Configuring a New EJBCA Installation
While following the installation instructions provided by EJBCA, the instructions bellow need to be executed before deploying EJBCA for the first time:
- Decide how many keys to generate and what aliases they should have. See the documentation in
EJBCA_HOME/conf/catoken.properties.sample
for recommendation on what keys should be generated. - Generate the keys on the YubiHSM 2 using either
ejbcaClientToolBox
with YubiHSM 2 Shell 2.4 or higher or YubiHSM 2 Setup Tool.
- When using YubiHSM 2 Setup Tool, if you do not want to delete the authentication key after the operation is complete, use the
--no-delete
flag.
- Set the environment variable
YUBIHSM_PKCS11_CONF
to the path of theyubihsm_pkcs11.conf
file in the same environment as the application server. See PKCS#11 for the content of that file. - When configuring EJBCA, make sure to configure the following properties files:
EJBCA_HOME/conf/catoken.properties
sharedLibrary=/path/to/yubihsm_pkcs11.so slotLabelType=SLOT_NUMBER slotLabelValue=0 #Keys and their aliases as were created in step 2
EJBCA_HOME/conf/install.properties
ca.tokentype=org.cesecore.keys.token.PKCS11CryptoToken #ca.tokenpassword=null ca.tokenproperties=<EJBCA_HOME>/conf/catoken.properties
EJBCA_HOME/conf/web.properties
cryptotoken.p11.lib.255.name=<label to identify the YubiHSM 2> cryptotoken.p11.lib.255.file=/path/to/yubihsm_pkcs11.so
Note
The number 255
is just an example. It can be any “available” number. See documentation in EJBCA_HOME/conf/web.properties
.
Configuring an Existing EJBCA Installation
- Set the environment variable
YUBIHSM_PKCS11_CONF
to the path of theyubihsm_pkcs11.conf
file in the same environment as the application server. See PKCS#11 for the content of that file. - Configure
EJBCA_HOME/conf/web.properties
as follows (255
is just an example, read the documentation in the file for more details):
cryptotoken.p11.lib.255.name=<label to identify the YubiHSM 2> cryptotoken.p11.lib.255.file=/path/to/yubihsm_pkcs11.so
- Re-deploy EJBCA and restart the application server.

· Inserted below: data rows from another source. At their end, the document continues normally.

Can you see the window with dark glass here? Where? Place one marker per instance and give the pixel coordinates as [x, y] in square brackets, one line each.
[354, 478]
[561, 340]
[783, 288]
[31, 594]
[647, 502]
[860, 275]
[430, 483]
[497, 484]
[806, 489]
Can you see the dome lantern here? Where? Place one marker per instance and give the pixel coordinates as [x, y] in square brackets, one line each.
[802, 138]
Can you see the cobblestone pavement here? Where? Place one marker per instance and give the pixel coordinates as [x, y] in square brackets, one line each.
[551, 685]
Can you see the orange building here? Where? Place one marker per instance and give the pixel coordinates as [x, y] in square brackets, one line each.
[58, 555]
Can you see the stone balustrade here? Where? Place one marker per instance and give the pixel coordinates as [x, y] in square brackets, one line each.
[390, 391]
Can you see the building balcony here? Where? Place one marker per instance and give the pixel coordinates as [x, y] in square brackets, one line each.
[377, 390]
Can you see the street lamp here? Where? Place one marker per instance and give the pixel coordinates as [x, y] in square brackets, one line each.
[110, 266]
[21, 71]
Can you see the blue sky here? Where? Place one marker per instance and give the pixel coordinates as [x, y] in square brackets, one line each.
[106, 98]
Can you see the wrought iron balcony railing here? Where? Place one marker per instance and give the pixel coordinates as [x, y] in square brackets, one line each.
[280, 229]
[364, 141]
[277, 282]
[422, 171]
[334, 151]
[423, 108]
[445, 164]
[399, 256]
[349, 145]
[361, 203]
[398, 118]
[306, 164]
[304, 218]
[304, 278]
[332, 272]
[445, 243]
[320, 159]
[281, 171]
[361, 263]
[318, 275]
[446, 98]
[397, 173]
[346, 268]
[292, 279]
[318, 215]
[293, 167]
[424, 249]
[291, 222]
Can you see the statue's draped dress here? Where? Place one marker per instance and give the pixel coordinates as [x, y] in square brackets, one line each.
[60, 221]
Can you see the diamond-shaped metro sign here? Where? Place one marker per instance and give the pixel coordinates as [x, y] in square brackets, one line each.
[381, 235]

- On EJBCA Adminweb, create a new CryptoToken:
- Go to CA Functions > Crypto Tokens.
- Click on Create new….
- Configure the new CryptoToken as follows:
- Name: <name for this crypto token>
- Type: PKCS#11
- Authentication Code: <password to open a session on the YubiHSM 2. See PKCS#11 > Logging In.
- PKCS#11 Library: <from the drop down menu, choose the label you set in step 2.>
- PKCS#11 Reference Type: Slot ID
- PKCS#11 Reference: 0
- PKCS#11 Attribute File: Default
- Click Save. If there already are keys on the YubiHSM 2, a list of them is displayed now (only asymmetric keys with accompanying X509Certificates stored with the same ObjectID are displayed).
- (Optional) On the command line, use the YubiHSM 2 Setup tool to generate keys on the YubiHSM 2, one at a time.
- If you do not want to delete the authentication key after the operation is complete, use the
--no-delete
flag. - After creating the keys, deactivate and then re-activate the Crypto Token created in step 4 in EJBCA Adminweb. The new keys on the YubiHSM 2 are now accessible and ready to be used.
Important
The slot number of the shared PKCS#11 library must be 0.
Important
YUBIHSM_PKCS11_CONF
must be set in the same environment as the application server. After setting YUBIHSM_PKCS11_CONF
or modifying yubihsm_pkcs11.conf
content, the application server must be restarted.